England, Kendra | Surviving Mesothelioma

England, Kendra

Mesothelioma to an unknowing victim is such a frightening word. I am going to tell you about a very rare form of cancer called mesothelioma that is rapidly growing in our society. You never really can be prepared for the news. Mesothelioma is a form of cancer that is caused by exposure to asbestos particles. Second hand exposure such as washing a person’s clothes that have been exposed to asbestos can also bring about a case of mesothelioma.

This terminal form of cancer produces malignant cells that develop in the mesothelium, a protective lining that covers most of the body’s internal organs. Its most common sites are the outer lining of the lungs and internal chest wall but, it could also occur in the lining of the abdominal cavity, the heart, the sac that surrounds the heart, or the tunica vaginalis. Unlike lung cancer, there is no association between mesothelioma and smoking. Although there are more incidents of this disease reported now than in the past 20 years it is still a relatively rare cancer.

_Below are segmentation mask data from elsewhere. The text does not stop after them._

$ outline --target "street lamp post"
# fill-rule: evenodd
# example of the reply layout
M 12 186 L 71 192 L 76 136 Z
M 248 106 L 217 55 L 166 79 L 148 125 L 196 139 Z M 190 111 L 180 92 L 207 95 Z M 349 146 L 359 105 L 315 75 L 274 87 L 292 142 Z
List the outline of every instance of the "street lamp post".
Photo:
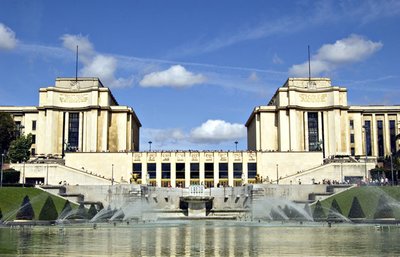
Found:
M 0 187 L 3 187 L 3 163 L 4 163 L 4 153 L 1 154 L 1 178 L 0 178 Z
M 236 150 L 236 152 L 237 152 L 237 144 L 238 143 L 239 143 L 238 141 L 235 141 L 235 150 Z
M 344 182 L 344 179 L 343 179 L 343 156 L 342 156 L 342 158 L 340 159 L 340 182 Z
M 245 175 L 244 172 L 242 171 L 242 186 L 244 185 L 245 179 L 246 179 L 246 175 Z
M 146 184 L 150 185 L 150 174 L 149 174 L 149 172 L 147 172 L 147 174 L 146 174 Z
M 364 128 L 364 136 L 365 136 L 365 183 L 368 184 L 368 169 L 367 169 L 367 163 L 368 163 L 368 146 L 367 146 L 367 126 L 363 125 Z
M 393 176 L 393 152 L 390 154 L 390 171 L 392 173 L 392 186 L 394 186 L 394 176 Z
M 49 164 L 46 164 L 46 185 L 49 184 Z
M 152 144 L 153 142 L 151 142 L 151 141 L 149 141 L 149 152 L 151 152 L 151 144 Z
M 25 162 L 24 168 L 22 169 L 22 187 L 25 187 Z
M 111 164 L 111 185 L 114 185 L 114 164 Z
M 279 164 L 276 165 L 276 184 L 279 184 Z

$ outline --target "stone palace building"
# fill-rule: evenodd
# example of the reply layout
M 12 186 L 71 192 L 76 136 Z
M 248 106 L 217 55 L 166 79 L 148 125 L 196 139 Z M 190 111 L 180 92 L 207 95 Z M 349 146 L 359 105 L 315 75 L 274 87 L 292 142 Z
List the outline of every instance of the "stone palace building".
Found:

Mesothelioma occurs more often in men than in women. A man by the name of James “Rhio” O’Connor was diagnosed with this form of terminal cancer. He was given one year to live. Through extensive research, courage, and belief in something bigger than himself he beat the odds and outlived his prognosis by over six years.

When I read his story it inspired me to dig deeper into cancer research. I am a freshman in college and setting my sights on the nursing program. Through learning and reading about James I believe that I might steer toward a nursing career in the oncology ward. It is hard to say what I would do if I were faced with the same diagnosis and decisions that this man had to make. Each person is unique; therefore, each person has unique complex emotions and ways of dealing with such tragic circumstances. I believe that I would want to do as much research on the disease and its treatments as possible so I could personally choose the best route for me to go. I also believe that I would spend time going over the options with my family, my doctors, and the specialists to make sure of what options are available to me.

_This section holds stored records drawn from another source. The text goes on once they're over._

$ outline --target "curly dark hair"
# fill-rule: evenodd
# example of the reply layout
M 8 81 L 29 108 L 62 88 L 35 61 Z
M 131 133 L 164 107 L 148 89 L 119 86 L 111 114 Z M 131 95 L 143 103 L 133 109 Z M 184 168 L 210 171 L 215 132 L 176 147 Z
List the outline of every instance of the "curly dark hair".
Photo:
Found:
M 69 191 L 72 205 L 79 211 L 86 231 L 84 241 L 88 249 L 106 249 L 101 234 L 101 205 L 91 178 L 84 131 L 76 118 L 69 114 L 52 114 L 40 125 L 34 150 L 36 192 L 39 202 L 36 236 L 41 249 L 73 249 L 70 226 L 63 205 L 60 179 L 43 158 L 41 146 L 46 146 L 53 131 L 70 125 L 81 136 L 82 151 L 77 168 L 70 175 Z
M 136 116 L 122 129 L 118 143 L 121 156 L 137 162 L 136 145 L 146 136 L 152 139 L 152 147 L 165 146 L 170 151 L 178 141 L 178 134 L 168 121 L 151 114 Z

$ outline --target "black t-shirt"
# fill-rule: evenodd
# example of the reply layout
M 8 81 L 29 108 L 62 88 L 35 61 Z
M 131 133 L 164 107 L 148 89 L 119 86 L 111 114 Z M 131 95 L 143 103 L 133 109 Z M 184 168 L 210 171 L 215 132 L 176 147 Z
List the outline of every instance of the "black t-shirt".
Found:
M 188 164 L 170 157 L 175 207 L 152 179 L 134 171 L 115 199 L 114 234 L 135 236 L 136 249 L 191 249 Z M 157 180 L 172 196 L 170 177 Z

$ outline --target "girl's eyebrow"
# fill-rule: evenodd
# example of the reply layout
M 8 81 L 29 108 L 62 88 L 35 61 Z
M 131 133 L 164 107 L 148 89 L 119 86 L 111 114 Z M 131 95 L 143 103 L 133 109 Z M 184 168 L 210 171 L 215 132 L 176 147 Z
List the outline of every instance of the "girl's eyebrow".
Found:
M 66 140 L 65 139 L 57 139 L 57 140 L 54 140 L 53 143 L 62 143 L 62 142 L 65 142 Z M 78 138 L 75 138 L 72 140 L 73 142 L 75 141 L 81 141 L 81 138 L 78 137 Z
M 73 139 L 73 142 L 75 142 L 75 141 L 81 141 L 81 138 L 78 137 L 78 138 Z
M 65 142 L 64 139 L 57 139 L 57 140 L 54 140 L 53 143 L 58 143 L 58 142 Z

I would spend time examining the situation with my Mother who has been a nurse for thirty-one years and my husband to decide the type of treatment that would benefit me. I would access medical books, medical journals and internet sites. I would also talk with other cancer patients who have been through or are going through similar situations to get advice on the most aggressive treatments, the side effects of the treatments, the odds of success of the treatments, the emotional aspects of the choices and living with the disease. I do believe that I would look beyond chemotherapy and radiation to bring me more options for success and to help me in prolonging my time with my kids and my family.

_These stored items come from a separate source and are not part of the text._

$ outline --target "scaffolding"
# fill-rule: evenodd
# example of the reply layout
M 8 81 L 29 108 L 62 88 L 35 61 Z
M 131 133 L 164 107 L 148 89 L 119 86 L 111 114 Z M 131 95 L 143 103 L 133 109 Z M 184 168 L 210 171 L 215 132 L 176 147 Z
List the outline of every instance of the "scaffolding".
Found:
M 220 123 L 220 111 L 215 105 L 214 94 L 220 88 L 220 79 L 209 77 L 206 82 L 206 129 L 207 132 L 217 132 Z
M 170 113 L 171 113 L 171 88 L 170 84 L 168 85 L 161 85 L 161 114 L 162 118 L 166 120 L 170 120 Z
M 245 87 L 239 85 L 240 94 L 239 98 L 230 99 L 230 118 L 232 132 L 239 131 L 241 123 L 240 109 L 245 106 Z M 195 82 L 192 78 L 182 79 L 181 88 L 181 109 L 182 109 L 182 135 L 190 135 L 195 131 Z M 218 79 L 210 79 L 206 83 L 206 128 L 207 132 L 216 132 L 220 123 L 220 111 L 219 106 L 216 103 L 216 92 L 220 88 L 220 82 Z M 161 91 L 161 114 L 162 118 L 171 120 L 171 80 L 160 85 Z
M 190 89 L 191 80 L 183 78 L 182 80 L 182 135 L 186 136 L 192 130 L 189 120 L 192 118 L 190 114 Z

So far the only known treatments for the disease include radical surgery, radiation, chemotherapy, immunotherapy, and heated intraoperative intraperitoneal chemotherapy. Although I can talk about what I would do if I were faced with this situation I cannot really grasp how I would actually feel or react to the reality of a true diagnosis. I have had several family members pass on battling the terrible disease called cancer, however, I cannot begin to fathom the realization of the choices that a person would have to make or the emotions that must be going through their minds at the time when they are making these life altering choices. Time is a precious thing that most of us take for granted and it is hard to say how much time a person has left to do the things that mean the most to them. I commend the courageous people that are faced with these heart breaking decisions every day. In conclusion, even though I believe that I would make the same choices to fight the disease as James “Rhio” O’Connor did; I cannot ensure that my feelings would not change if diagnosed with this “incurable” form of cancer.